Before I go any further, I want to give credit where credit is due. While I don't think straight people deserve an award for being open to dating bi people, a 2016 survey from Glamour revealed that a whopping 63% of women are not willing to date a guy who had a known history of hooking up with other men.
Additionally, a straight person endures their own hardships when dating a bi person that they wouldn't have to deal with if they dated someone straight. They have to deal with their family's response, which may be less than positive. If a straight woman is dating a more feminine presenting bi man, then she'll have to deal with her family whispering behind her back, "She knows her boyfriend is gay, right"?
Not to mention the flack that she'll receive for existing with you in queer spaces. If you are a bi guy, and you go out to a gay bar that's primarily composed of gay men, and your female partner is there with you, it's likely she will receive some death stares and not feel welcome.
Again, these folks don't deserve a gold statue made in their honor, but I do think it's important that we acknowledge that they are putting themselves through additional drama and BS that they wouldn't otherwise have to deal with if they dated someone with the same sexual orientation.
I bring all of this up to say cut them some slack.

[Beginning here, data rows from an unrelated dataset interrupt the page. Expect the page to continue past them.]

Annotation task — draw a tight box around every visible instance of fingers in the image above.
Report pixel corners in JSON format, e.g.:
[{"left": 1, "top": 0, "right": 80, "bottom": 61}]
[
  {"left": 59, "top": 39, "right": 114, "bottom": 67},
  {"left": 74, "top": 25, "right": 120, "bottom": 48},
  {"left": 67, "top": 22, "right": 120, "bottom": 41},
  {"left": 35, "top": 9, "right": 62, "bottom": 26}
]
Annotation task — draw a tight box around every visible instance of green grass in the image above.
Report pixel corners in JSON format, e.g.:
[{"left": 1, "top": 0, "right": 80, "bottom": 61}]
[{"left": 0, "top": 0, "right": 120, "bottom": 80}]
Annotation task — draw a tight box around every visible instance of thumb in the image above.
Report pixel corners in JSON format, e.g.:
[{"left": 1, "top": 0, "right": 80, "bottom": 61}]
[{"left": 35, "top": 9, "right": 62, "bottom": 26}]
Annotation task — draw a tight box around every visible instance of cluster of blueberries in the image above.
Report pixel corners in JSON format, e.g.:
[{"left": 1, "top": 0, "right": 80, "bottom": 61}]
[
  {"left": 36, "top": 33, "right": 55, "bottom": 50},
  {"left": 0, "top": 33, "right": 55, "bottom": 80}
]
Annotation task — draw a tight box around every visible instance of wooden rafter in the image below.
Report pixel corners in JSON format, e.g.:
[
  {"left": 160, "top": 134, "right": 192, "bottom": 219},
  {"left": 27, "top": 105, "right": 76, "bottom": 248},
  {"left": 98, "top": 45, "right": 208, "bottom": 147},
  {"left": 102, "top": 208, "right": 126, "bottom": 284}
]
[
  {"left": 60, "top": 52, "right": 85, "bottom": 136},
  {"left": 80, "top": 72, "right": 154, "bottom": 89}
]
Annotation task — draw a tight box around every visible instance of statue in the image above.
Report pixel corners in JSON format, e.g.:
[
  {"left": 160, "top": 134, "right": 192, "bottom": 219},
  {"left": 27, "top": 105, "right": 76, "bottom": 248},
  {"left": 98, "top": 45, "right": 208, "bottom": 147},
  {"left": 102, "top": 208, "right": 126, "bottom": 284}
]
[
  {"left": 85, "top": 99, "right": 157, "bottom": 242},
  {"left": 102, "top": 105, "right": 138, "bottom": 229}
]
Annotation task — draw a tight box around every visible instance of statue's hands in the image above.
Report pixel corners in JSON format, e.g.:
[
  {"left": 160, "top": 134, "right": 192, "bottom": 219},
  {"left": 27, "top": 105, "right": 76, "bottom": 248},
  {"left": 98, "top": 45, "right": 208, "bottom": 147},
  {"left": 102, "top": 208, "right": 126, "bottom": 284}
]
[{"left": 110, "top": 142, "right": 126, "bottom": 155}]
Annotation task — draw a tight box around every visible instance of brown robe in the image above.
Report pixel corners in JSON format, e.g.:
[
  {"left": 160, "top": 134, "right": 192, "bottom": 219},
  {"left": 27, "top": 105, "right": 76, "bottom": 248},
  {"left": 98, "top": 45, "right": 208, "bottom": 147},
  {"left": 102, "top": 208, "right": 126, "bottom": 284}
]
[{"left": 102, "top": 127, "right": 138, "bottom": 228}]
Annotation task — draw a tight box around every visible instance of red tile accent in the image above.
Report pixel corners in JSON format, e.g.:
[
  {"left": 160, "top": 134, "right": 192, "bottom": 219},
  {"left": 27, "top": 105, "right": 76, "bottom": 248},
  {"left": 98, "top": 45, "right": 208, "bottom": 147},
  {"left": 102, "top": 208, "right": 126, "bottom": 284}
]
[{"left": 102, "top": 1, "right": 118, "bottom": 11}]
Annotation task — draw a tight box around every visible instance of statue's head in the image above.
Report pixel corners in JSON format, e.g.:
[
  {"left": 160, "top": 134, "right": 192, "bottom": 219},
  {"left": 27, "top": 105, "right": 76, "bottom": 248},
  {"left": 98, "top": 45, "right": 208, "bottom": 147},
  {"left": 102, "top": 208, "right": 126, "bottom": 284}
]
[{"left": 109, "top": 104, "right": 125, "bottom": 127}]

They will undoubtedly make mistakes, especially if they haven't dated a queer person before. But if they're learning from their mistakes and being respectful of your bisexuality, then I'd say you have yourself a winner.
With that out of the way, I think we are now equipped to tackle the questions at hand. "What's their role? How should they behave? Who should they tell?"

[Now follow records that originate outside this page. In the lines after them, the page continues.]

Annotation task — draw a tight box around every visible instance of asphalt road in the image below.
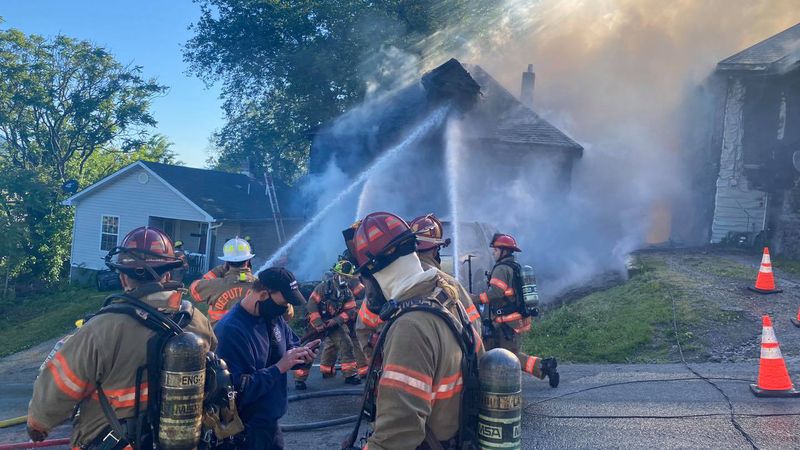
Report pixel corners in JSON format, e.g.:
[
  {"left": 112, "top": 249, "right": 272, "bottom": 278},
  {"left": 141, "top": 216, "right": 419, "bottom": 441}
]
[{"left": 0, "top": 358, "right": 800, "bottom": 449}]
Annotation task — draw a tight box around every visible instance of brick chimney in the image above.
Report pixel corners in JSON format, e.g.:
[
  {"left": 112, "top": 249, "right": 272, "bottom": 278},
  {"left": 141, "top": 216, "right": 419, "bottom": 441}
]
[{"left": 519, "top": 64, "right": 536, "bottom": 108}]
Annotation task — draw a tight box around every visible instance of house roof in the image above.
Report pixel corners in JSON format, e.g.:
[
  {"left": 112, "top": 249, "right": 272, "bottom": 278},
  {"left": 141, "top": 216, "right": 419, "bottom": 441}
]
[
  {"left": 465, "top": 64, "right": 583, "bottom": 155},
  {"left": 310, "top": 59, "right": 583, "bottom": 173},
  {"left": 717, "top": 23, "right": 800, "bottom": 72},
  {"left": 64, "top": 161, "right": 300, "bottom": 221}
]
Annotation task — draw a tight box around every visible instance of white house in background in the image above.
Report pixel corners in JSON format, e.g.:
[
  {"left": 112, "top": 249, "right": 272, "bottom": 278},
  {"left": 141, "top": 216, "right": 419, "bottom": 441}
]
[{"left": 63, "top": 161, "right": 303, "bottom": 280}]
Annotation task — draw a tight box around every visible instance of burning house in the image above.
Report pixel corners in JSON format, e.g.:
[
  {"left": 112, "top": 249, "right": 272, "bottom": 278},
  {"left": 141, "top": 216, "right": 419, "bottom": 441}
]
[
  {"left": 711, "top": 24, "right": 800, "bottom": 257},
  {"left": 300, "top": 59, "right": 583, "bottom": 282}
]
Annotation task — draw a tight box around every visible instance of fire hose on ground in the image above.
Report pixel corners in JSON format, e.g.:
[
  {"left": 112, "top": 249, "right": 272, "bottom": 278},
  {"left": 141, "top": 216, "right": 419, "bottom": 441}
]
[
  {"left": 0, "top": 438, "right": 69, "bottom": 450},
  {"left": 282, "top": 389, "right": 364, "bottom": 432}
]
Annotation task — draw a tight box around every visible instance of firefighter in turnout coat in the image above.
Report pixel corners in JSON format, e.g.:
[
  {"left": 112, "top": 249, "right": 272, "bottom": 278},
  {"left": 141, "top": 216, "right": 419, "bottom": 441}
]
[
  {"left": 342, "top": 212, "right": 483, "bottom": 450},
  {"left": 477, "top": 233, "right": 559, "bottom": 387},
  {"left": 189, "top": 237, "right": 255, "bottom": 325},
  {"left": 356, "top": 214, "right": 481, "bottom": 364},
  {"left": 27, "top": 227, "right": 217, "bottom": 448},
  {"left": 294, "top": 263, "right": 361, "bottom": 390},
  {"left": 312, "top": 259, "right": 369, "bottom": 380}
]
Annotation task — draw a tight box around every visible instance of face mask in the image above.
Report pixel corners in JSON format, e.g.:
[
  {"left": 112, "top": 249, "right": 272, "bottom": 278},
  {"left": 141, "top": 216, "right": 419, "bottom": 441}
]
[{"left": 258, "top": 298, "right": 289, "bottom": 321}]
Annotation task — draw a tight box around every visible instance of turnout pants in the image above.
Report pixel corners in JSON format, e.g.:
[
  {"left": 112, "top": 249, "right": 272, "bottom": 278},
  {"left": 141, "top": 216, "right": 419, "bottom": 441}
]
[
  {"left": 294, "top": 325, "right": 358, "bottom": 381},
  {"left": 483, "top": 324, "right": 544, "bottom": 380}
]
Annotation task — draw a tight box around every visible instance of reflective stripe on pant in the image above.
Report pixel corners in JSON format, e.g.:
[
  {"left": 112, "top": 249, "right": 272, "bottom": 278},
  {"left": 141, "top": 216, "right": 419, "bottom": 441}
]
[
  {"left": 319, "top": 325, "right": 358, "bottom": 377},
  {"left": 483, "top": 324, "right": 544, "bottom": 379}
]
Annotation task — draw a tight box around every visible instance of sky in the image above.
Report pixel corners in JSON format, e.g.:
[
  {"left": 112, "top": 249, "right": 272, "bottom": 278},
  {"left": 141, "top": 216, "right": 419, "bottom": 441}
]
[{"left": 0, "top": 0, "right": 224, "bottom": 167}]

The answer is however you and your partner decide.
Since receiving questions on the topic, I've spoken to a few couples that include a bi and straight person. John* and Mary* have been married for a couple of years. Only Mary and a few close friends know John is bisexual. John doesn't want Mary telling her parents. His reasoning? They're monogamous, he loves her, and he doesn't identify much with queer culture. John thinks it would be unnecessary drama for such little gain. He doesn't feel closeted or torn over his decision.
While my gut response is to show John the Still Bisexual campaign, which illustrates how bi individuals in monogamous relationships are still bisexual, I held my tongue. That's not what he wanted (or needed) to hear at this moment. That's not how he wants to live his life. His relationship is working out for him fine as is, and who he does or doesn't decide to come out to his prerogative.

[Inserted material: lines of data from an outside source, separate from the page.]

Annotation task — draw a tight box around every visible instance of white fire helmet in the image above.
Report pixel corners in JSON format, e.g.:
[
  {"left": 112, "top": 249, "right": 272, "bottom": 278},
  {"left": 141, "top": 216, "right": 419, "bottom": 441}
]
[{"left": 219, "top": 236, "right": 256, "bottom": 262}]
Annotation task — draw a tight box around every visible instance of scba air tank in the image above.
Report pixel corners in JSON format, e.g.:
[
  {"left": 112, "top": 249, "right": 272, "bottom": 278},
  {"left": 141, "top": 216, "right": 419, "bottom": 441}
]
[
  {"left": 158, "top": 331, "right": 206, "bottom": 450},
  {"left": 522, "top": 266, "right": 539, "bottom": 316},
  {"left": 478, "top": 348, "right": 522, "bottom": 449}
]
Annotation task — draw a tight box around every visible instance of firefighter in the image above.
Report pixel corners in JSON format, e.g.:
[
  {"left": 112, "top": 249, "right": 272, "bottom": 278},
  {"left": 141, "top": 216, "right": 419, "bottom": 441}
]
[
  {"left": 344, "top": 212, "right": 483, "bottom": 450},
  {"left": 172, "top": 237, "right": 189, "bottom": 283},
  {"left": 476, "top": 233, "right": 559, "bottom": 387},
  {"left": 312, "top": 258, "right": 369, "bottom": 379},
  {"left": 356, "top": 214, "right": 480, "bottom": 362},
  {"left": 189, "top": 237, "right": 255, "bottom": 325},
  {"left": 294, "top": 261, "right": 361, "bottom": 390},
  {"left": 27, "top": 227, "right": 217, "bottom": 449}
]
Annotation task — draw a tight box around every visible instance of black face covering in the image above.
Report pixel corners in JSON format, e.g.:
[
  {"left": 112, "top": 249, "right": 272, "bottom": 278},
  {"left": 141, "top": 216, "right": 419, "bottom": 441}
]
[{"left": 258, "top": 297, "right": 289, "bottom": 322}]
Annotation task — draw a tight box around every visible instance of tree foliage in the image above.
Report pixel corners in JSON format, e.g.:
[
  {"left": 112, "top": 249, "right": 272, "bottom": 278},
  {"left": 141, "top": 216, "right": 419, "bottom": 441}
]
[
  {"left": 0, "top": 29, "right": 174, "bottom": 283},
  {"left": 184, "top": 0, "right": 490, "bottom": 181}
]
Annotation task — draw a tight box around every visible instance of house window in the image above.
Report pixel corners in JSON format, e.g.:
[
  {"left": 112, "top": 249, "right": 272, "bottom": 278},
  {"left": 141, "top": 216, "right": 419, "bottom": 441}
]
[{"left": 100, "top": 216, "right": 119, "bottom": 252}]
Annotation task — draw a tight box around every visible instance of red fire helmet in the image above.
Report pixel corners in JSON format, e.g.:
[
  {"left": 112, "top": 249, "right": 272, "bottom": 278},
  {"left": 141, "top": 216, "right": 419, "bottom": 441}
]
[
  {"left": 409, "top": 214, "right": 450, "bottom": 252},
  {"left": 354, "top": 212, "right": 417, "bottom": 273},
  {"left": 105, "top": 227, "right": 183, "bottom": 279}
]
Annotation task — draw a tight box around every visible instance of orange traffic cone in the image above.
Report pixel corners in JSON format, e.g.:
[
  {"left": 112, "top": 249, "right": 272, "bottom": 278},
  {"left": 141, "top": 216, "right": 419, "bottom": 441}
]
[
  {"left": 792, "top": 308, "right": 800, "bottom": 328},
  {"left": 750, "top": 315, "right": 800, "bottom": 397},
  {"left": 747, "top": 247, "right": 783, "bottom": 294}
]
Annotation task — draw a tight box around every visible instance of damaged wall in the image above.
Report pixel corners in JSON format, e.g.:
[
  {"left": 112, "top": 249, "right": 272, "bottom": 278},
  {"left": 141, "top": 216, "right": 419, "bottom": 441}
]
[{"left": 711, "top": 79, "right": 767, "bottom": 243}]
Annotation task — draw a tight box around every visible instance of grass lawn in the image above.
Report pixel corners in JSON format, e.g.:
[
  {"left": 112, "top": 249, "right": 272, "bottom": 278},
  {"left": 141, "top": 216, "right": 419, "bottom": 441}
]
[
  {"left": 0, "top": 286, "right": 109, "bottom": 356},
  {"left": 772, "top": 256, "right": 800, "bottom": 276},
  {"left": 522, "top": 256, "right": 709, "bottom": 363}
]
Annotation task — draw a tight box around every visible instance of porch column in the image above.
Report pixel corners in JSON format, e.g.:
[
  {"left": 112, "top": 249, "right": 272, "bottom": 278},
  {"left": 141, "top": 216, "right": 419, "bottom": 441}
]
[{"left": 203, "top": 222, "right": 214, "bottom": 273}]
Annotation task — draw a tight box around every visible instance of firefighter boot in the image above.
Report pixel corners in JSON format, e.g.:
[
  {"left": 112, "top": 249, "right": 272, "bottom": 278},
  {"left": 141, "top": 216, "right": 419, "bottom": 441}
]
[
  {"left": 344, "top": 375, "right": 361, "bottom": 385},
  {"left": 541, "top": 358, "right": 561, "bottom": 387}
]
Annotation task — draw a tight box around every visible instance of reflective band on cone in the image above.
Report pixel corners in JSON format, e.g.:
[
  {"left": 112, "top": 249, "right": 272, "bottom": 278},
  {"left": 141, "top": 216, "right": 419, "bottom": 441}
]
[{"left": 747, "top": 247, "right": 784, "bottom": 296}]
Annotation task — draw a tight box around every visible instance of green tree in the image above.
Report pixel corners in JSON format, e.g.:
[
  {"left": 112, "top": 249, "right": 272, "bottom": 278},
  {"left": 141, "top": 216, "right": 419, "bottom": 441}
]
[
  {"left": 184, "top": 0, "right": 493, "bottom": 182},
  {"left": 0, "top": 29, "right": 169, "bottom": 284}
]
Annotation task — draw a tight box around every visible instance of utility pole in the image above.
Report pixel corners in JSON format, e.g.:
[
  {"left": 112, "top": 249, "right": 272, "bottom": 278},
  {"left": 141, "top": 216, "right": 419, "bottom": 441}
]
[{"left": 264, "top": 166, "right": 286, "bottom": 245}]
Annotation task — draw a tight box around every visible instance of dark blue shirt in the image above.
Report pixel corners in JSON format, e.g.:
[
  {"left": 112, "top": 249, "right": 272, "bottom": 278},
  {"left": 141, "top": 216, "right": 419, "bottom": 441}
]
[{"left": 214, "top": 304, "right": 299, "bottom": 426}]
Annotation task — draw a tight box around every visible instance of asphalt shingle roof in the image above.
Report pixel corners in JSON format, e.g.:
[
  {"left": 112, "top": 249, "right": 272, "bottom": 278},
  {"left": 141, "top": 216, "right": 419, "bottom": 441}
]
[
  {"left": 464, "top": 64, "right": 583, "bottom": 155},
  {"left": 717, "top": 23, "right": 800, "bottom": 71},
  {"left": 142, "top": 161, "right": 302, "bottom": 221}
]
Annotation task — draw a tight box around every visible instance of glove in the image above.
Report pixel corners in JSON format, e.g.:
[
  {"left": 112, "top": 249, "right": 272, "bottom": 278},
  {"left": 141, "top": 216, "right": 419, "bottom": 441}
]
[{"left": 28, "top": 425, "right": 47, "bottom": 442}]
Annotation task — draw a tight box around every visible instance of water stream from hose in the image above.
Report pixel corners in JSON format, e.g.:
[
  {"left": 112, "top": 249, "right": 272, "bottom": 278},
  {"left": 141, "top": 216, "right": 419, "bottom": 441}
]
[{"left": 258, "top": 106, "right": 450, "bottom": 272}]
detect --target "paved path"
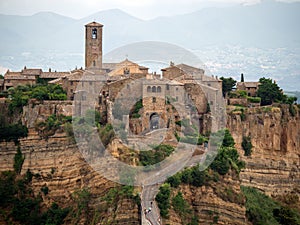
[141,145,206,225]
[142,184,161,225]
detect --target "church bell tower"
[85,22,103,71]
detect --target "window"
[124,68,130,75]
[92,28,97,39]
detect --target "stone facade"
[85,22,103,71]
[236,82,259,97]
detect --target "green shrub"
[0,123,28,142]
[9,84,67,112]
[14,146,25,174]
[41,186,49,195]
[242,136,253,156]
[289,104,297,116]
[247,97,261,103]
[172,192,191,222]
[139,144,174,166]
[241,186,300,225]
[155,184,171,218]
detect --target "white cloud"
[0,0,299,19]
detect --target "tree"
[241,73,245,82]
[220,77,236,97]
[257,77,284,106]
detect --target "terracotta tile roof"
[85,21,103,27]
[176,63,205,74]
[40,72,71,79]
[67,71,108,81]
[237,82,260,88]
[21,69,42,76]
[48,77,62,84]
[102,63,118,70]
[4,72,35,80]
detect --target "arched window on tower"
[92,28,97,39]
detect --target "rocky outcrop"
[164,173,250,225]
[227,105,300,196]
[0,132,140,224]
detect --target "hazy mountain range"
[0,1,300,90]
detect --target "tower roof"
[85,21,103,27]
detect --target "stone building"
[3,22,222,133]
[236,82,259,97]
[85,22,103,71]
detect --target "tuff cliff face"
[0,133,139,224]
[0,103,300,224]
[0,101,140,224]
[164,172,251,225]
[227,105,300,196]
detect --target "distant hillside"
[0,1,300,54]
[0,0,300,91]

On the other hand, I've spoken to couples where the bi individual wants to be out publicly to everyone, including their partner's parents. To these bi-identifying people, it's important, and they don't want to feel re-closeted. In these situations, as you might expect, then yes, it is the partner's responsibility to openly discuss their partner's sexual orientation.
Needless to say, this necessitates a talk. How should you come out to the in-laws? How should you both discuss your bisexuality when at work and with friends, etc.? This requires clear and direct communication. You need to sit down to discuss exactly how you'd like your partner to support your bi identity. There's no wrong answer. The answer is simply whatever you think will make you the happiest in the relationship and help you to embrace your identity.
You may also find out that over time, what you're doing is not working. Again, that's completely fine. Maybe later, you decide it is important that everyone knows that you're bi, despite being married and in a monogamous relationship. If that happens, then you tell your partner. It really is as simple as that.
So what's the exact role of your partner in making your bisexuality visible?
Whatever you and he/she/they decide it is!
* Names have been changed to protect anonymity.